Jimmy Carter’s Global Legacy: When America Tried Being Decent (and Voters Hated It)
Jimmy Carter, the 39th president of the United States, passed away this week at the age of 100, leaving behind a legacy that stretches far beyond the borders of the country he once led. For those of us watching from afar, Carter’s life reads like a cautionary tale about what happens when decency collides with geopolitics—a rare instance where the good guy didn’t finish last, but didn’t exactly finish first either.
From the outside, Carter was the American president who never quite mastered the art of smiling while bombing something. A devout Christian with a peanut farm and a Nobel Peace Prize, he was the kind of leader who made the rest of the world briefly believe the United States might have a conscience. Spoiler alert: it didn’t stick.
Internationally, Carter’s presidency is best remembered for the Camp David Accords, a peace agreement between Egypt and Israel that temporarily paused the Middle East’s favorite pastime: mutual annihilation. It was a diplomatic feat so unlikely that it earned him praise from even the most cynical European newspapers, which is roughly equivalent to a Soviet ballet critic applauding a tap dancer.
Yet, for all his moral posturing, Carter’s foreign policy legacy is a study in contradictions. He supported Indonesia’s Suharto regime during its brutal occupation of East Timor, a move that killed over 100,000 people and proved that even the most humanitarian U.S. president couldn’t resist the siren song of realpolitik. Meanwhile, his administration armed Afghan mujahideen fighters to stick it to the Soviets—an inspired decision that gave us both the fall of the USSR and, eventually, the Taliban. One can only imagine Carter’s expression when he realized he’d accidentally helped create the Islamic Emirate of Afghanistan. Oops.
Still, it was after his presidency that Carter truly became a global figure. While most ex-leaders retreat to corporate boards and six-figure speaking gigs, Carter spent his post-White House years building houses for the poor, monitoring elections in suspiciously undemocratic countries, and generally behaving like a retired statesman who’d read the instruction manual. In a world where former presidents usually fade into golf courses and ghostwritten memoirs, Carter insisted on continuing to give a damn—a quaint habit that confused allies and enemies alike.
To the Global South, Carter was the rare American leader who didn’t treat the developing world like a chessboard or a gas station. He spoke of human rights not as a euphemism for “anti-communism,” but as an actual thing people deserved. Of course, this made him deeply unpopular at home, where voters preferred their presidents to be either movie stars or war criminals—ideally both.
Carter’s death comes at a time when the international order he once navigated has devolved into a reality show with nuclear weapons. The multilateralism he championed is now a relic, replaced by trade wars, nationalist tantrums, and a global climate that’s literally on fire. In this context, Carter’s insistence on diplomacy, humility, and basic human decency feels almost revolutionary—like finding a rotary phone in a 5G world.
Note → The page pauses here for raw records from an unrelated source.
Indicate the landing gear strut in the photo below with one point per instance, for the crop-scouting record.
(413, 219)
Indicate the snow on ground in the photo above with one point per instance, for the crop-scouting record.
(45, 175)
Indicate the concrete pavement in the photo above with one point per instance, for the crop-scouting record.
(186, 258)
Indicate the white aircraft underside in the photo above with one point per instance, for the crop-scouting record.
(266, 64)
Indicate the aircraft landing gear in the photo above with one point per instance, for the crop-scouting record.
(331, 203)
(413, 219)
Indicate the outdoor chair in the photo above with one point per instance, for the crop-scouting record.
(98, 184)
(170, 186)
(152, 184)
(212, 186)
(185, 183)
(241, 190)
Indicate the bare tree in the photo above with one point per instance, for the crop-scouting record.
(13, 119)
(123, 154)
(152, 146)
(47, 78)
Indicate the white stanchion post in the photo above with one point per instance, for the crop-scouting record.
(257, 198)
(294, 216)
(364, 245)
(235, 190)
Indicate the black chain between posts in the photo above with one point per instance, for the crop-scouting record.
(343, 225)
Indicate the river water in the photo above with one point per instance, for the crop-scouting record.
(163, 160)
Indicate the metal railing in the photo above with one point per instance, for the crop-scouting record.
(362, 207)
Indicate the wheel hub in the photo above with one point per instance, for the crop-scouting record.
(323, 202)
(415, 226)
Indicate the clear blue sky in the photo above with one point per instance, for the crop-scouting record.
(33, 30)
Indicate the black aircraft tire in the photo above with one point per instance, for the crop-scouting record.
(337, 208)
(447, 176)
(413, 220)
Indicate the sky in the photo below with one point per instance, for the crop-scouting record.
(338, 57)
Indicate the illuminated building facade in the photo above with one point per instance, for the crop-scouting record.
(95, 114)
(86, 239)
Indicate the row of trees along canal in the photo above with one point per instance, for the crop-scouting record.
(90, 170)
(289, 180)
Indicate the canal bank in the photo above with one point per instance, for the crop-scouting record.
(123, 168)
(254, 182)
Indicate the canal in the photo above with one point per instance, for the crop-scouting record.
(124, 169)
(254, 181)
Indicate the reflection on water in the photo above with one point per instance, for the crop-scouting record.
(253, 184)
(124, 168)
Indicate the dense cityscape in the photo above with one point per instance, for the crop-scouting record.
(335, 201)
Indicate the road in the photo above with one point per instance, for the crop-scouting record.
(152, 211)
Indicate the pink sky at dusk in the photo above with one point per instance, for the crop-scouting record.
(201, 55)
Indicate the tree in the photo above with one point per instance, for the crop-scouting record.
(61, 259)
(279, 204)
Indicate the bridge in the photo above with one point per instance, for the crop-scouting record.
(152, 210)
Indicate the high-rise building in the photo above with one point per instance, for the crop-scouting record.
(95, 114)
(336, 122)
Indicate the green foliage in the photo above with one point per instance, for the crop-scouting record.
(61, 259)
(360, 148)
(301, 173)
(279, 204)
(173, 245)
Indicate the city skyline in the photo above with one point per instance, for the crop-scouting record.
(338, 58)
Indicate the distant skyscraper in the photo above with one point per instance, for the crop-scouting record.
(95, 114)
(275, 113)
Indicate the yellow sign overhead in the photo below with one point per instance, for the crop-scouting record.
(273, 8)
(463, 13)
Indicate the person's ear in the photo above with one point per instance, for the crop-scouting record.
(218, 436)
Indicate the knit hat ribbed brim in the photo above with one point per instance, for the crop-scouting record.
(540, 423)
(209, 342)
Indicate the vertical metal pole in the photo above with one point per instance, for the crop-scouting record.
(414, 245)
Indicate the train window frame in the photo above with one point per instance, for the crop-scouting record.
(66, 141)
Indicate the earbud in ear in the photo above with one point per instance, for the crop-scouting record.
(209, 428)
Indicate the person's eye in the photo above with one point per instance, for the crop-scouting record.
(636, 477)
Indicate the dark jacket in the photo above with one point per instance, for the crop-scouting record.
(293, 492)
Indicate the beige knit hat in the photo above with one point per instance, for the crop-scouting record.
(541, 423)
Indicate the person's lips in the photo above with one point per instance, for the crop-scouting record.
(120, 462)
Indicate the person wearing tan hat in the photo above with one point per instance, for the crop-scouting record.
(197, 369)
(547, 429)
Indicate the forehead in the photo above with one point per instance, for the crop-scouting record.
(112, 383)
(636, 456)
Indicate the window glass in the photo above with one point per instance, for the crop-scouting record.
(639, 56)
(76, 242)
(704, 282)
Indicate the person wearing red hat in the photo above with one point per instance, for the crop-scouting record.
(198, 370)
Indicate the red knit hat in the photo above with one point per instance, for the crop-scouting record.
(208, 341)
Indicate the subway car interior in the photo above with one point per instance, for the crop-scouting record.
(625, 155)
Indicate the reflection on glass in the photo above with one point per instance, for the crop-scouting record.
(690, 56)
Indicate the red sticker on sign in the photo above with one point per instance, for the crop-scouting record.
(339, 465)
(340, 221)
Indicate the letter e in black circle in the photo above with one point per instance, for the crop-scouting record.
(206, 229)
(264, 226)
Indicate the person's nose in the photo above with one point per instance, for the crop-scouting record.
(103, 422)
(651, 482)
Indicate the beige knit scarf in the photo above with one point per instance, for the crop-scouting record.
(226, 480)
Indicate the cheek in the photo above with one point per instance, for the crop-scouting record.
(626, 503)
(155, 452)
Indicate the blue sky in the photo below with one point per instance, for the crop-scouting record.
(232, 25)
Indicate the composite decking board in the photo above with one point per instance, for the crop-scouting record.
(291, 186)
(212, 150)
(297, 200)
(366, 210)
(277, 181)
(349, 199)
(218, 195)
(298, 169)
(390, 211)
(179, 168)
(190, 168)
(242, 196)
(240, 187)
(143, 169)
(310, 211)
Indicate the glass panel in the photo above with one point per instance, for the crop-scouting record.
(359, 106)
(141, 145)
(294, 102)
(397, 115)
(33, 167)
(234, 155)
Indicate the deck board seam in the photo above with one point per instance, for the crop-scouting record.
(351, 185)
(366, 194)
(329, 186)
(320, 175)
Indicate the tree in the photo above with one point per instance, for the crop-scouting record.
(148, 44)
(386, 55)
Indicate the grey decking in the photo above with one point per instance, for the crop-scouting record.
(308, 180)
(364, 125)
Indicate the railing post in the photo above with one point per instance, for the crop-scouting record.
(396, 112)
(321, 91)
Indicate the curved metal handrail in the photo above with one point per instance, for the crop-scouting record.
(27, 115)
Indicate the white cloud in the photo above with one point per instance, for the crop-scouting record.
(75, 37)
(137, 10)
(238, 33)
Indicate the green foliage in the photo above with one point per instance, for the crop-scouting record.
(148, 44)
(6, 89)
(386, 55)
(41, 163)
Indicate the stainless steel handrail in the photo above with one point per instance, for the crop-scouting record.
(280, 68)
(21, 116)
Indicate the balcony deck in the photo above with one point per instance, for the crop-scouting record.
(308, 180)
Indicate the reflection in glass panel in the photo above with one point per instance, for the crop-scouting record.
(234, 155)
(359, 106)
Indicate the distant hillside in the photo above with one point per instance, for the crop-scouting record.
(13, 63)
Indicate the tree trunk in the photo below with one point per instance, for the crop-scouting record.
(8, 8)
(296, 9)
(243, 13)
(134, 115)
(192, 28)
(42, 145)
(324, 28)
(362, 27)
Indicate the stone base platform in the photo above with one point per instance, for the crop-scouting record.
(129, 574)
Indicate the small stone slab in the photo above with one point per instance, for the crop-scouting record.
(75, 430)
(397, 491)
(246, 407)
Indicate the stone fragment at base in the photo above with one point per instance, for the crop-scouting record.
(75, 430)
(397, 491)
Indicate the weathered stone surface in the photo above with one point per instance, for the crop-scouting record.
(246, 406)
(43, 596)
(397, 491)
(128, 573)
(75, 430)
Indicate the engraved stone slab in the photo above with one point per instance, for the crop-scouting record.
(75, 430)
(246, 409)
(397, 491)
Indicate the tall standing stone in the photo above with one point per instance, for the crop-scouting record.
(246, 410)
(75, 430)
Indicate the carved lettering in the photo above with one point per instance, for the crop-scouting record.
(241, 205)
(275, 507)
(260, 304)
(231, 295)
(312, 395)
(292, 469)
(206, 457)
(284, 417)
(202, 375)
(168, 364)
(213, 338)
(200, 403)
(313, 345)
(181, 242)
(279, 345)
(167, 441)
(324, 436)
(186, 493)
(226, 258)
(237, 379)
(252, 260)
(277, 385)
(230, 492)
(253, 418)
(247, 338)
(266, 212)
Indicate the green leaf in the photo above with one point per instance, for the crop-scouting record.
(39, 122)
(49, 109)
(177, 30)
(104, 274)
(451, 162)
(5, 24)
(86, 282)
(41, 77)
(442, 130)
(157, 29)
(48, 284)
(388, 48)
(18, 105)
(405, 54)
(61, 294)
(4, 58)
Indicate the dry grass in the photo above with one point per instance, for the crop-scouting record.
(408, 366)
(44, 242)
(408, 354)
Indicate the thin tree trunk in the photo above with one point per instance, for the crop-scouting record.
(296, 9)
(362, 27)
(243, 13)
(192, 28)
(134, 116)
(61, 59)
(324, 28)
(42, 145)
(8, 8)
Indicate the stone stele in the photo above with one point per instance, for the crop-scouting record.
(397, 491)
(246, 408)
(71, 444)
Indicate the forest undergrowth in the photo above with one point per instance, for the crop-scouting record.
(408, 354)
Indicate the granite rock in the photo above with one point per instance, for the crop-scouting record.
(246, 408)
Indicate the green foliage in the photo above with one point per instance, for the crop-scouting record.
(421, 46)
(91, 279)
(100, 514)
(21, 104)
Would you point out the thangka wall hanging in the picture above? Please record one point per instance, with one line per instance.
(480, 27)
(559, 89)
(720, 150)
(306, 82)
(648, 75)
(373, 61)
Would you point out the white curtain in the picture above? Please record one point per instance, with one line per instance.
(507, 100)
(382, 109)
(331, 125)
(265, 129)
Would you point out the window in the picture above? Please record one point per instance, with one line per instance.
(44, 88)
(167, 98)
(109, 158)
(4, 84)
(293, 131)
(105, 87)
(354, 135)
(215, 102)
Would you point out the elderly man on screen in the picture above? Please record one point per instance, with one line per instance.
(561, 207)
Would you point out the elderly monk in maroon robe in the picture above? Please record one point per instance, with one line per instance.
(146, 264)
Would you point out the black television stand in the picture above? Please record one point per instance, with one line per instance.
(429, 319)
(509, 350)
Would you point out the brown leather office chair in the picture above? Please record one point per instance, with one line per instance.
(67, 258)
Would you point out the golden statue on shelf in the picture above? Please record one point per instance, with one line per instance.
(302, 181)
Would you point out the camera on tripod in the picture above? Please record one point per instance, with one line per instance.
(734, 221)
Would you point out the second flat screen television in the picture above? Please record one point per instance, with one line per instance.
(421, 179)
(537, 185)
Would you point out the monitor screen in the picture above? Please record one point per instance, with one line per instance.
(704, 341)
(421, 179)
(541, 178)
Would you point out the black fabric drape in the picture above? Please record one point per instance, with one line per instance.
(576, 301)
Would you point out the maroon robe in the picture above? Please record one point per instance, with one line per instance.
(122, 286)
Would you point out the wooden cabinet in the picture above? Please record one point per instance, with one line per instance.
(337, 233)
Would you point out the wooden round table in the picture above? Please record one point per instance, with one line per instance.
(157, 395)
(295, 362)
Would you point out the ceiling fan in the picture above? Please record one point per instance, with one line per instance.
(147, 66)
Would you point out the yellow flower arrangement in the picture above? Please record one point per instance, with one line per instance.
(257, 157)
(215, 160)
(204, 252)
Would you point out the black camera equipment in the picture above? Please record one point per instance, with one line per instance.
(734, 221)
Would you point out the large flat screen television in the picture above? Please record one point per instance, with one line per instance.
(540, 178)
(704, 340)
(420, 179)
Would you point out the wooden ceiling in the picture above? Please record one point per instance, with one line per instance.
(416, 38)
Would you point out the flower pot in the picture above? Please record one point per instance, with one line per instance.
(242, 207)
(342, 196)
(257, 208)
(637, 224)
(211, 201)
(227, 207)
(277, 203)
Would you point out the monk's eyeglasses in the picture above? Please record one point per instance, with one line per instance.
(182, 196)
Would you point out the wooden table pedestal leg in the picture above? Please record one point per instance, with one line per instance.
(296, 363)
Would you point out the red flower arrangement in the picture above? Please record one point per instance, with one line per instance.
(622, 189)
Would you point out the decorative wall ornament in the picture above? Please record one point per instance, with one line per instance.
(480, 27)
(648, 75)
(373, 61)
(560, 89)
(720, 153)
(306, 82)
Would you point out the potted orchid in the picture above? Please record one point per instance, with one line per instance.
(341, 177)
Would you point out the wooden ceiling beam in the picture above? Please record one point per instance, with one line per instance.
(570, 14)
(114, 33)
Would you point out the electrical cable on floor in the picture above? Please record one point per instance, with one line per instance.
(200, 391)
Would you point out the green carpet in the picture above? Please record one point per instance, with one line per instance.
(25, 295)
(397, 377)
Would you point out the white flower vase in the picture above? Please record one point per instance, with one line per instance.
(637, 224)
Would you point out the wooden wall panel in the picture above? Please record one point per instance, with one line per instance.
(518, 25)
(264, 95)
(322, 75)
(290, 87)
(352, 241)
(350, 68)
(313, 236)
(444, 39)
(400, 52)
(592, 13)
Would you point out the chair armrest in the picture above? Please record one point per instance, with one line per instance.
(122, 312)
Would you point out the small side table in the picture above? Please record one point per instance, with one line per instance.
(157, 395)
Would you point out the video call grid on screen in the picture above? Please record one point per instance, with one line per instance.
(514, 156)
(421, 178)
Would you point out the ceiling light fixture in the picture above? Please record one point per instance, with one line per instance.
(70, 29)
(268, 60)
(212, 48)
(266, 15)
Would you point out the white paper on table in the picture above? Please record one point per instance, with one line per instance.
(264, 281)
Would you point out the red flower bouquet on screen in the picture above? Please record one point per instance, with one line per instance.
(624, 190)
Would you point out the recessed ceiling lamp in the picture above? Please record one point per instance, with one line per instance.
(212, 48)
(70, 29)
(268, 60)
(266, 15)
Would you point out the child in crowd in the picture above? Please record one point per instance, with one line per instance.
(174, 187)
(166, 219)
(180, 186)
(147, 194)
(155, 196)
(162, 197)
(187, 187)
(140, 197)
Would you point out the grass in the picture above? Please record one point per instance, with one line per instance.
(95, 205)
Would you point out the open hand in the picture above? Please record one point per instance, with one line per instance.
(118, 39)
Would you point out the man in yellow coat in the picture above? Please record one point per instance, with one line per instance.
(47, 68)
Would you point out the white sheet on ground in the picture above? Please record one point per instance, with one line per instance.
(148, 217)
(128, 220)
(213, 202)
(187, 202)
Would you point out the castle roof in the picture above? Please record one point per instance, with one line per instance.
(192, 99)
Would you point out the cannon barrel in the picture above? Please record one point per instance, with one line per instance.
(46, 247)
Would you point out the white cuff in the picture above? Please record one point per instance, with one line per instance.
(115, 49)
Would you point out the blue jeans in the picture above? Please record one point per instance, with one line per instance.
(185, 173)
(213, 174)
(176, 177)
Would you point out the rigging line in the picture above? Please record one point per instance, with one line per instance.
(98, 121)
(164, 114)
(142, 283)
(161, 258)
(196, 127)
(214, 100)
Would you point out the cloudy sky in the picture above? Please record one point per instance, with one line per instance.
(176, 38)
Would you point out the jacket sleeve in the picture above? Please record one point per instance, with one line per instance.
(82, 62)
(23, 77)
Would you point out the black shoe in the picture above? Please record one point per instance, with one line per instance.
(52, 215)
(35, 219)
In the end, Jimmy Carter was the president who reminded the world that America could, occasionally, be better than its worst impulses. He wasn’t perfect—no leader is—but he was the rare sort who seemed to lose sleep over the bodies left in his wake. That’s more than can be said for most of his successors, who’ve managed to bomb seven countries without ever once looking haunted.
As the world bids farewell to the last U.S. president to die of old age rather than scandal or drone strike, one can’t help but wonder: will we ever see another like him? Given the current crop of global leaders, the answer is probably no—but at least we’ll always have the peanuts.